White Pages I APRIl 6, 2021
UNDERSTANDING HOTEL REAL ESTATE INVESTMENT
Part 2 – Branding
Introduction
This is Part 2 of a four-part series intended to provide an overview about the hotel industry. (Part 1 can be found HERE.) This article will address, broadly, a component of branding and brand families.
As companies with a global reach in the hotel industry (Marriott, Accor, Hilton, etc.) expand, their brands’ reach has become increasingly important. Each company provides its brand to hotels through established means. This is a preliminary exploration into those means.
Branding
Hotel branding encompasses several hospitality concepts. Hotel brands have become brand families. Marriott, the biggest brand family, boasts 29 distinctive brands; several other major hotel brand families have between 15 and 20 brands. In addition, there are hotels entirely independent from any brand family that might align with a marketing and reservations cooperative; for example, Preferred Hotels & Resorts (which also has a “Residences” component) and Leading Hotels of the World fall into this broad description, along with several others. These are discussed in greater detail in Part 3.
Hotels utilize hotel brands under agreements that are characterized generally as “brand managed” agreements and “brand franchise agreements.” The Cooperative Marketing Organizations might use an “Affiliation Agreement” or something similarly titled. The entities that own the brands exert control over the use of their intellectual property, create brand design and development standards and operations standards, and contractually mandate development and operations in conformance with those standards.
Brand & Third-Party Management
A “brand managed” hotel utilizes both the management services and the branding from the company whose brand is used. Though early in the history of brand proliferation in the hotel industry, most branded hotels were, indeed, managed by the brand, the evolution and the expansion of the industry have significantly modified this dynamic. Today, the brand families typically franchise their brands except for Luxury brands within the brand families. They desire to, and do, maintain operational control over the branding and presentation of their most expensive, most exclusive hotels. Somewhat counter-intuitively, a brand management agreement may call for lower fees paid to the brand than the combined fees payable in brand franchise/third-party management arrangements.
Many owners prefer to obtain a franchise (or license) relationship with the brand families and utilize management companies of their choice (subject to approval by the brand family). Reasons range from the hotel owner’s ownership of a management company to a perceived (and usually real) expectation of more ownership control over its management company in a setting where the manager is the third-party to the relationship, along with the owner and the brand. Shorter terms, more flexible fee schedules, a greater degree of owner involvement, and significant flexibility in the sale of the asset are all reasons for owners’ preferences. To serve these owners, there are now many significant “third-party management companies” that operate with as many assets under management as some of the smaller brand families have hotels.
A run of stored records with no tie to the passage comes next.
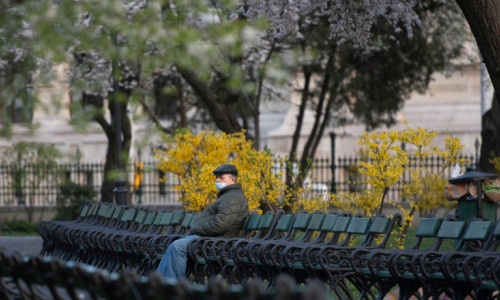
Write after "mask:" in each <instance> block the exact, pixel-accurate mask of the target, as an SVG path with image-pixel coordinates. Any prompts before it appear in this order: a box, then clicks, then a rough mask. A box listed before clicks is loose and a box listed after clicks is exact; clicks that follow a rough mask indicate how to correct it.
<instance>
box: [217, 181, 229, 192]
mask: <svg viewBox="0 0 500 300" xmlns="http://www.w3.org/2000/svg"><path fill="white" fill-rule="evenodd" d="M215 187H216V188H217V190H219V191H220V190H222V189H223V188H225V187H226V183H225V182H216V183H215Z"/></svg>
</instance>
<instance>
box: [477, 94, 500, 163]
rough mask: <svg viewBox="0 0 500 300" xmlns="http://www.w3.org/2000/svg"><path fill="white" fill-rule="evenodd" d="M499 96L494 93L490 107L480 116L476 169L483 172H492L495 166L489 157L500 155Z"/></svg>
mask: <svg viewBox="0 0 500 300" xmlns="http://www.w3.org/2000/svg"><path fill="white" fill-rule="evenodd" d="M498 116H500V97H498V93H495V94H494V96H493V100H492V105H491V109H489V110H488V111H487V112H486V113H485V114H484V115H483V117H482V128H481V139H482V141H483V142H482V143H481V157H480V159H479V167H478V169H479V170H481V171H483V172H490V173H494V172H495V168H494V166H493V164H492V163H490V159H491V158H492V157H498V156H500V118H498Z"/></svg>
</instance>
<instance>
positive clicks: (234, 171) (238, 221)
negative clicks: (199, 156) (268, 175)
mask: <svg viewBox="0 0 500 300" xmlns="http://www.w3.org/2000/svg"><path fill="white" fill-rule="evenodd" d="M214 175H215V186H216V187H217V189H218V190H219V193H218V194H217V200H215V201H214V202H213V203H212V204H210V206H208V207H207V208H205V210H203V211H202V212H201V213H200V214H198V215H196V216H195V218H194V219H193V221H192V223H191V231H190V232H189V235H188V236H186V237H184V238H182V239H178V240H176V241H174V242H173V243H172V244H171V245H170V246H169V247H168V248H167V251H166V252H165V254H164V255H163V258H162V259H161V261H160V264H159V266H158V269H157V272H159V273H160V274H162V275H163V276H164V277H165V278H174V279H178V278H183V277H185V276H186V264H187V255H188V254H187V247H188V245H189V243H190V242H191V240H192V239H195V238H197V237H200V236H211V237H227V238H230V237H236V236H238V234H239V232H240V230H241V226H242V225H243V221H244V219H245V217H246V216H247V215H248V200H247V198H246V197H245V194H243V190H242V189H241V183H238V182H237V177H238V170H236V167H235V166H233V165H228V164H226V165H222V166H220V167H218V168H217V169H215V170H214Z"/></svg>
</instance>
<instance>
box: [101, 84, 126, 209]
mask: <svg viewBox="0 0 500 300" xmlns="http://www.w3.org/2000/svg"><path fill="white" fill-rule="evenodd" d="M115 97H116V95H114V94H113V95H110V97H109V99H110V101H109V106H108V109H109V111H110V114H111V124H110V123H108V122H106V120H105V119H104V117H102V118H98V119H96V121H97V122H98V123H99V124H100V125H101V127H102V128H103V130H104V132H105V134H106V137H107V138H108V148H107V150H106V162H105V164H104V178H103V182H102V187H101V201H103V202H114V194H113V189H114V188H115V180H116V179H117V178H116V172H117V171H118V173H119V174H121V176H122V177H124V178H121V179H124V180H125V181H126V182H127V186H128V185H129V184H128V177H127V172H126V170H127V163H128V159H129V156H130V146H131V142H132V125H131V123H130V119H129V117H128V115H127V113H126V112H127V104H128V103H127V102H120V103H119V105H118V113H119V115H120V118H121V122H120V123H121V128H120V131H121V135H120V137H119V141H120V149H121V151H120V157H119V158H118V157H117V155H118V153H117V147H116V146H117V142H118V138H117V136H116V135H117V134H118V133H117V131H116V124H117V123H116V118H117V114H116V112H115V108H116V107H115V100H114V98H115ZM118 159H120V166H118Z"/></svg>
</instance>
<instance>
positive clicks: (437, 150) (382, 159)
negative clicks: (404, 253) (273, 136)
mask: <svg viewBox="0 0 500 300" xmlns="http://www.w3.org/2000/svg"><path fill="white" fill-rule="evenodd" d="M437 134H438V132H434V131H429V130H427V129H424V128H416V129H414V128H410V127H409V126H408V125H407V126H406V128H405V129H404V130H402V131H401V132H398V131H391V132H382V133H371V134H368V133H366V132H365V133H363V136H362V137H361V138H360V141H359V144H360V146H361V147H362V150H363V151H365V152H366V153H368V160H367V161H362V162H360V166H361V168H360V170H359V173H360V174H362V175H363V180H362V181H361V182H362V183H364V184H365V185H366V186H367V191H364V192H361V193H357V194H355V195H354V196H352V195H347V196H346V195H343V197H342V199H339V198H336V197H332V199H333V200H332V201H333V203H334V205H335V206H337V207H340V208H342V209H346V208H347V209H352V210H353V211H363V213H365V214H369V215H373V213H374V211H375V208H376V207H377V208H378V209H377V210H378V213H382V210H383V207H384V201H386V197H387V193H388V191H389V189H390V188H391V187H392V186H393V185H394V184H396V183H397V182H398V181H400V180H401V178H402V176H403V174H404V172H407V173H408V172H409V175H410V178H411V179H412V180H411V181H410V183H407V184H403V186H402V190H403V193H402V196H403V197H404V199H405V200H407V201H409V202H410V208H409V209H407V208H405V207H404V206H402V205H401V204H400V203H394V201H392V200H391V199H389V200H388V201H389V202H392V204H393V205H395V206H397V207H399V208H400V209H401V211H402V212H403V215H404V220H405V223H404V226H403V228H402V231H401V234H400V239H399V241H398V243H399V246H400V247H401V246H402V244H403V240H404V236H405V234H406V231H407V229H408V227H409V226H410V225H411V222H412V220H413V215H414V213H415V211H416V210H417V208H421V209H427V210H430V209H435V208H436V207H437V206H441V205H443V199H444V197H443V192H442V191H443V190H444V185H443V183H442V182H439V178H441V176H442V174H443V172H444V170H445V169H446V168H448V167H449V166H450V165H453V164H459V165H465V164H467V163H468V161H467V160H466V159H463V158H458V156H459V154H460V151H461V150H462V149H463V147H464V145H463V144H461V143H460V139H458V138H452V137H446V138H445V149H444V150H439V149H438V148H437V147H433V146H431V144H432V142H433V140H434V138H435V137H436V136H437ZM402 142H404V143H405V144H406V145H409V146H410V147H411V148H413V149H415V150H414V152H413V155H412V157H411V158H410V156H409V154H408V152H407V151H406V150H404V149H402V148H401V143H402ZM410 147H409V148H410ZM431 154H434V155H438V156H440V157H442V158H443V160H444V163H443V164H442V166H440V169H439V171H438V172H431V170H429V169H428V167H427V165H426V163H425V160H426V158H427V157H429V156H430V155H431ZM436 188H442V190H441V192H439V193H436V192H435V189H436ZM432 193H433V194H434V195H432V196H431V195H430V194H432ZM352 197H354V199H355V200H352V199H353V198H352ZM438 198H440V199H438ZM356 208H359V209H357V210H356Z"/></svg>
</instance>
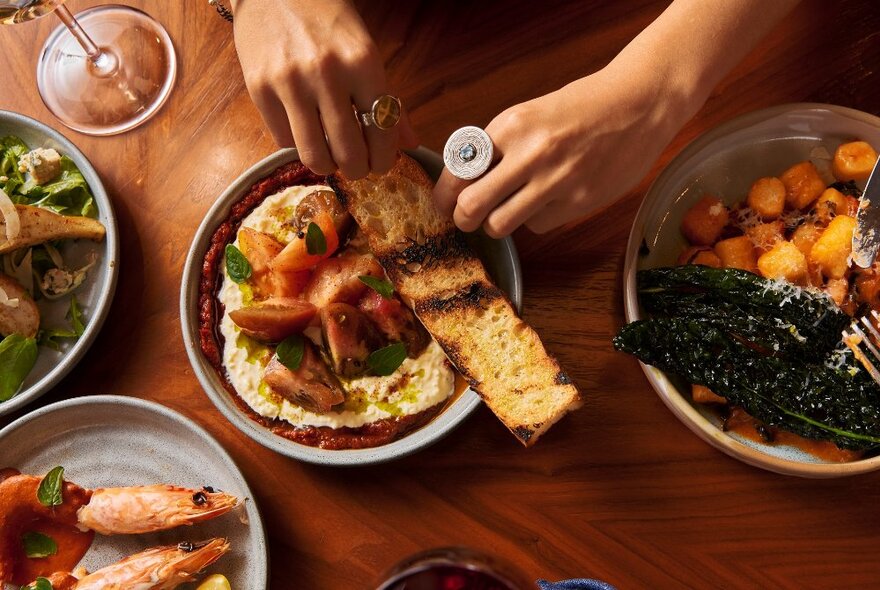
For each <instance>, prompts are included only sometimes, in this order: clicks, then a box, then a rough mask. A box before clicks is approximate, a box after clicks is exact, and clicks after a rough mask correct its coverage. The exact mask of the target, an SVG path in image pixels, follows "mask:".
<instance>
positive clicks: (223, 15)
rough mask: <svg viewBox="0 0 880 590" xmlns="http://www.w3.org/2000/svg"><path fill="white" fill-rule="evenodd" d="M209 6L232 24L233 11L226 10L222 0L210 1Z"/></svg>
mask: <svg viewBox="0 0 880 590" xmlns="http://www.w3.org/2000/svg"><path fill="white" fill-rule="evenodd" d="M208 4H210V5H211V6H213V7H214V8H216V9H217V14H219V15H220V16H222V17H223V18H225V19H226V20H228V21H229V22H232V11H231V10H229V9H228V8H226V6H224V5H223V3H222V2H221V1H220V0H208Z"/></svg>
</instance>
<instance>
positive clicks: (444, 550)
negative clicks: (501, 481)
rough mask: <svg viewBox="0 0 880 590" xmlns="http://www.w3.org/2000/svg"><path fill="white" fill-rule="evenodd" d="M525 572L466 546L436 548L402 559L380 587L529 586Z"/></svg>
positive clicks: (528, 586)
mask: <svg viewBox="0 0 880 590" xmlns="http://www.w3.org/2000/svg"><path fill="white" fill-rule="evenodd" d="M532 587H533V586H530V585H527V582H526V581H525V580H523V577H522V574H520V573H519V572H515V571H513V569H512V568H511V567H510V566H509V565H507V564H503V563H501V562H500V561H499V560H497V559H494V558H491V557H489V556H486V555H483V554H481V553H478V552H475V551H473V550H470V549H463V548H445V549H435V550H432V551H428V552H425V553H420V554H418V555H415V556H412V557H410V558H407V559H406V560H404V561H403V562H401V563H399V564H398V565H397V566H395V567H394V569H393V570H392V571H391V572H390V573H389V574H388V575H387V576H386V578H385V580H384V581H383V582H382V583H381V584H380V585H379V587H378V590H525V589H526V588H532Z"/></svg>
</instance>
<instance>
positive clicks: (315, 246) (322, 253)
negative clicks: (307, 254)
mask: <svg viewBox="0 0 880 590" xmlns="http://www.w3.org/2000/svg"><path fill="white" fill-rule="evenodd" d="M306 251H307V252H308V253H309V254H311V255H313V256H322V255H324V254H326V253H327V238H325V237H324V232H323V231H322V230H321V226H320V225H318V224H317V223H315V222H314V221H312V222H310V223H309V227H308V229H307V230H306Z"/></svg>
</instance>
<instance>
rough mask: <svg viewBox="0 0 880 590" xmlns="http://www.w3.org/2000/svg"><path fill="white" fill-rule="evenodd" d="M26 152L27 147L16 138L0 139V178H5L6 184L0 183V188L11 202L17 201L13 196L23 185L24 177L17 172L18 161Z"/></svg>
mask: <svg viewBox="0 0 880 590" xmlns="http://www.w3.org/2000/svg"><path fill="white" fill-rule="evenodd" d="M28 151H30V150H28V147H27V145H26V144H25V143H24V142H23V141H22V140H21V139H19V138H18V137H14V136H12V135H10V136H7V137H0V176H5V177H6V178H7V180H6V182H0V188H2V189H3V191H4V192H5V193H6V194H7V195H9V198H10V199H12V201H13V202H17V201H18V199H16V196H15V194H16V192H17V191H18V188H19V187H20V186H21V185H23V184H24V175H23V174H22V173H21V172H19V170H18V160H19V159H20V158H21V157H22V156H23V155H25V154H26V153H28Z"/></svg>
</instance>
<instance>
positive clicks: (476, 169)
mask: <svg viewBox="0 0 880 590" xmlns="http://www.w3.org/2000/svg"><path fill="white" fill-rule="evenodd" d="M493 152H494V149H493V146H492V139H491V138H490V137H489V135H488V134H487V133H486V132H485V131H483V130H482V129H480V128H479V127H473V126H468V127H462V128H461V129H458V130H456V131H454V132H453V133H452V135H450V136H449V139H448V140H446V147H444V148H443V163H444V164H446V168H448V169H449V172H451V173H452V175H453V176H455V177H456V178H461V179H462V180H473V179H474V178H478V177H479V176H482V175H483V173H484V172H486V170H488V169H489V166H490V165H491V164H492V155H493Z"/></svg>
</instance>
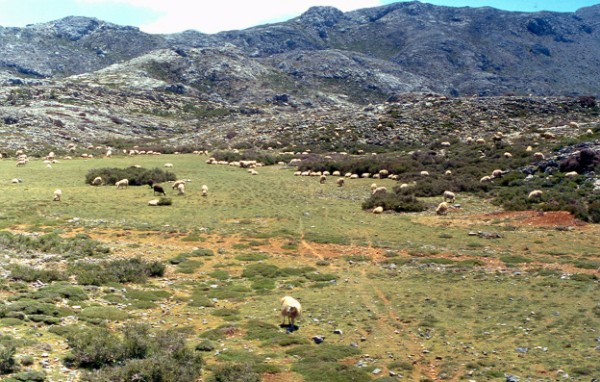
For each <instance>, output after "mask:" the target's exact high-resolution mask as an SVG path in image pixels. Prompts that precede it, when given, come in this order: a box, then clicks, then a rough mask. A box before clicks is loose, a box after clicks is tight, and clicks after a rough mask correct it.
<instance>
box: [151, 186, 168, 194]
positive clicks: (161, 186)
mask: <svg viewBox="0 0 600 382" xmlns="http://www.w3.org/2000/svg"><path fill="white" fill-rule="evenodd" d="M151 187H152V190H153V191H154V192H153V195H156V193H157V192H158V193H159V194H163V195H164V196H167V193H166V192H165V189H164V188H163V187H162V186H161V185H160V184H153V185H152V186H151Z"/></svg>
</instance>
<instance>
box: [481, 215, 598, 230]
mask: <svg viewBox="0 0 600 382" xmlns="http://www.w3.org/2000/svg"><path fill="white" fill-rule="evenodd" d="M475 218H483V219H489V218H493V219H500V220H502V223H510V224H511V225H517V226H536V227H573V226H583V225H586V223H584V222H582V221H580V220H578V219H575V217H574V216H573V215H571V214H570V213H569V212H567V211H547V212H543V211H502V212H492V213H489V214H485V215H483V216H479V217H475Z"/></svg>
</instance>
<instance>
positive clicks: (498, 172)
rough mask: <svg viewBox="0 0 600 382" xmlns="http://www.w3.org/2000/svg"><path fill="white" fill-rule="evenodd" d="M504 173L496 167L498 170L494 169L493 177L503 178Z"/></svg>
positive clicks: (497, 169) (492, 177) (492, 176)
mask: <svg viewBox="0 0 600 382" xmlns="http://www.w3.org/2000/svg"><path fill="white" fill-rule="evenodd" d="M502 174H503V172H502V170H500V169H496V170H494V171H492V178H501V177H502Z"/></svg>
These third-party managers can operate the hotels, undertake significant global group and transient sales and marketing activities, hire, train, and create career paths for employees just as the brand families do. Most of the larger third-party management companies have been approved for management of hotels along the full Chain Scale continuum by the major brand families; this provides other advantages to third-party management: the assimilation and recognition of best practices across all the brand families for the benefit of their owners of various branded hotels they operate, and the fundamental ability to benchmark performance of brand families’ global sales teams, loyalty programs, reservations systems, IT and technology, and training programs.
Franchise
As indicated above, the most common method of choosing and operating under a hotel brand for one’s hotel is through a Franchise Agreement. The benefit to the brands is simple: this is the “asset-light” program writ large. A brand can make as much, if not more, money by merely licensing its brands to capable owners and third-party operators as it does from brand management. Under a franchise scenario, all thorny issues of employees, benefits, discrimination, harassment, operational challenges, and capital needs (which are paramount) are delegated to the owner and operator, the former of which provides indemnities for all these potential missteps to the franchisor. The operator agrees to operate according to the standards under the Franchise Agreement, and the relationship between the experienced operators and the brands, which enable the operator’s approval, permits the brand a comfort level regarding the quality of operations that its Quality Assurance teams oversee. Additionally, the franchise agreements are barely negotiable, making them faster to process and providing a more efficient growth trajectory.